Molti di noi hanno ancora negli occhi le scene dell’ultimo film da poco uscito nelle sale cinematografiche della saga di Star Wars in cui, a distanza di 40 anni dalla sua prima apparizione, abbiamo ritrovato il leggendario Luke Skywalker mentre fa volteggiare la sua spada laser utilizzando una scintillante mano robotica.
La storia che qui raccontiamo si può senza dubbio considerare un importantissimo passo in avanti proprio nella direzione suggerita nel film L’Impero colpisce ancora quando gli sceneggiatori, per ridare allo sfortunato Skywalker le funzionalità motorie e sensoriali perse a causa dell’amputazione dell’arto superiore, lo forniscono di una mano robotica direttamente collegata con il sistema nervoso.
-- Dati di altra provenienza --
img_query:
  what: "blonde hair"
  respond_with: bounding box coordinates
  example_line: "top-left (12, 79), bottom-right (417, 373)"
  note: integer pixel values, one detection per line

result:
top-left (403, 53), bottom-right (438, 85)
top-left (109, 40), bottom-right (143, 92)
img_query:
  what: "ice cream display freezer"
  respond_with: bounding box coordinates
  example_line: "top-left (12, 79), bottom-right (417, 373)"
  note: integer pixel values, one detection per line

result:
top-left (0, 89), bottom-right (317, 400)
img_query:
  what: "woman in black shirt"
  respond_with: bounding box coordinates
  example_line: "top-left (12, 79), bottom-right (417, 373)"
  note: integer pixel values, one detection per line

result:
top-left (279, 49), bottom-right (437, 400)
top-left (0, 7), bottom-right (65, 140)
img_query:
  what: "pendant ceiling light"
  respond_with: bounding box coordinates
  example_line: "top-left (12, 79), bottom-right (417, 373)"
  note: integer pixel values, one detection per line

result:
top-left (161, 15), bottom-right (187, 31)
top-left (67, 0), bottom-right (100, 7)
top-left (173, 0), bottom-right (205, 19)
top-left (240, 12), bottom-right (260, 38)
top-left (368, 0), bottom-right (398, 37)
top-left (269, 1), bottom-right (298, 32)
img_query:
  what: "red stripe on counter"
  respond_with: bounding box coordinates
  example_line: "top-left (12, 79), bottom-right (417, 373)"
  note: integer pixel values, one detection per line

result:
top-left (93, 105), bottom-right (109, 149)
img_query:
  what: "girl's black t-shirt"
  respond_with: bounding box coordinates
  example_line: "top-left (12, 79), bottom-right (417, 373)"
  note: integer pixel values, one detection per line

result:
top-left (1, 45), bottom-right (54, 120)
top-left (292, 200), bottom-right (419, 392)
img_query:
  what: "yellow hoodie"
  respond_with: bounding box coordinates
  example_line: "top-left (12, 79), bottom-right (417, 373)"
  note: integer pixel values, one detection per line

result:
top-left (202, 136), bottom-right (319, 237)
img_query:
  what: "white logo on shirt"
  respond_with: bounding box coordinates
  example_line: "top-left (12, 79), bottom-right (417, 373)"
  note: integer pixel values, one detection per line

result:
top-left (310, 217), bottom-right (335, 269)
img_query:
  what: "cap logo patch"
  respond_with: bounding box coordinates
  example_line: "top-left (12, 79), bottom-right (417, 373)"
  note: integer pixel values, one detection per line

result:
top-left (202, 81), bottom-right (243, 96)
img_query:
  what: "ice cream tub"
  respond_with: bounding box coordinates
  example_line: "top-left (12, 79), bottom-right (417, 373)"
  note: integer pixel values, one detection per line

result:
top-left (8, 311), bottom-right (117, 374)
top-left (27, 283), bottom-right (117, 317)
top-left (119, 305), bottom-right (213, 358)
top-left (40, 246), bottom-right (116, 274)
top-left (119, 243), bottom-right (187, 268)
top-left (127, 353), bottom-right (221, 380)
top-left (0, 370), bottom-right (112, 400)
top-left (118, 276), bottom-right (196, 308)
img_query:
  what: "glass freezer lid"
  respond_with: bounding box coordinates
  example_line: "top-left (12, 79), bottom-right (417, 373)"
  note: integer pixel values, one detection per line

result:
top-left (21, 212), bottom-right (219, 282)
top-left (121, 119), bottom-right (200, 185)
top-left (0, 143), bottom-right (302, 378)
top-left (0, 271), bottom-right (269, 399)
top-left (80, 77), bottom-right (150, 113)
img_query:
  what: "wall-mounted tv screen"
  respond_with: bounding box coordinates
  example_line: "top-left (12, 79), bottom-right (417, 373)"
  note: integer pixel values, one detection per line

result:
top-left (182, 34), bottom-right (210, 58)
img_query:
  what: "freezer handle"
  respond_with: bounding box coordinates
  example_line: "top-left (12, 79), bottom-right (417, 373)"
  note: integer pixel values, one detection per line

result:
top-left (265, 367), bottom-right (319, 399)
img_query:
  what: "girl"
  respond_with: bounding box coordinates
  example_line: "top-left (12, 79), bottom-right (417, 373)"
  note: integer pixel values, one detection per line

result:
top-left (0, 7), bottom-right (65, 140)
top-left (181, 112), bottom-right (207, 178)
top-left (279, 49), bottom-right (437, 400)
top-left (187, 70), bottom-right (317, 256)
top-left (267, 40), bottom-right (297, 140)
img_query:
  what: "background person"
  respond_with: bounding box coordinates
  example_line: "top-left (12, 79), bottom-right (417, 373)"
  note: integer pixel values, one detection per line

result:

Nel nostro caso la causa della perdita dell’arto non è stata una rosseggiante spada laser ma un comune incidente stradale avvenuto qualche anno fa ad una donna, Almerina Mascarello, che le ha provocato l’amputazione della mano sinistra.
Grazie ad un progetto di ricerca finanziato dalla Comunità Europea, un’equipe di ricercatori guidati dal professor Silvestro Micera della Scuola Superiore Sant’Anna di Pisa e del Politecnico di Losanna, ha sviluppato una mano bionica che è stata sperimentata per sei mesi da Almerina. Ma qual è la caratteristica principale di questa mano robotica, oltre al fatto di poterla comandare utilizzando il segnale miografico registrato dai muscoli presenti nella parte di braccio rimanente? La particolarità sta nel fatto che è equipaggiata di numerosi sensori, sia nelle dita che nel palmo, che permettono di raccogliere informazioni tattili circa l’oggetto che sta afferrando. Almerina è stata in grado di “sentire” gli oggetti che venivano afferrati dalla mano robotica grazie all’abilità del neurologo Paolo Maria Rossini che al Policlinico Gemelli di Roma è stato in grado di creare una connessione tra l’arto artificiale e il sistema nervoso utilizzando particolari elettrodi biocompatibili.
Tali elettrodi sviluppati da ricercatori tedeschi sono fili sottili come capelli ciascuno con diversi contatti che vengono inseriti all’interno dei nervi periferici ancora presenti nella parte di braccio restante dopo l’amputazione. Come fa Almerina a sentire gli oggetti afferrati con la mano bionica? L’informazione sensoriale raccolta dai sensori di cui la mano è dotata viene trasformata da un computer in impulsi elettrici con cui vengono stimolati in modo opportuno i nervi periferici attraverso gli elettrodi impiantati. Tale informazione raggiunge quindi la corteccia sensoriale del cervello e Almerina riesce a percepire la forma e la consistenza dell’oggetto che sta afferrando con la sua mano bionica.
L’altra particolarità di questa mano riguarda il suo peso (1,5 kg) che è decisamente inferiore ai 15 chili delle prime versioni sviluppate qualche anno fa. Questo ha permesso ad Almerina di uscire dal laboratorio e di utilizzare la mano in ambienti di vita quotidiana indossando un particolare zaino contenente tutta la parte elettronica e di elaborazione necessaria al funzionamento dell’arto robotico.
Almerina ha utilizzato questa mano bionica per sei mesi e, come tutte le persone che hanno utilizzato dispositivi simili prima di lei, ha fornito importantissime informazioni a tutta la comunità scientifica che verranno utilizzate per lo sviluppo della prossima generazione di arti artificiali. I passi successivi saranno quelli di trovare una modalità per poter impiantare tali elettrodi in modo cronico e di miniaturizzare tutta l’elettronica necessaria al funzionamento di questo dispositivo.
Cosa ci insegna però questa storia? Conoscendo personalmente le persone coinvolte in questo progetto, posso dire che il successo di ricerche di questo tipo non è dato dal fatto di avere a disposizione dei finanziamenti, come spesso si tende a pensare. Certamente il fatto di ricevere dei finanziamenti è una condizione necessaria ma non sufficiente per ottenere risultati in ricerche di questo tipo. In questo caso il valore aggiunto è stata la capacità di mettere a punto e coordinare i bisogni, le aspirazioni e l’azione di gruppi di ricercatori molto diversi tra loro, provenienti da realtà completamente diverse (Pisa, Friburgo, Barcellona, Cagliari, Roma e Gottinga) e con diverse capacità e conoscenze, indirizzandone lo sforzo verso un unico obiettivo e sapendo individuare le criticità e le possibilità nascoste in ogni passo di questo lungo cammino. Se un giorno arriveremo a sviluppare la mano di Luke Skywalker sarà grazie all’impegno, alla competenza e alla passione di ricercatori di questo tipo.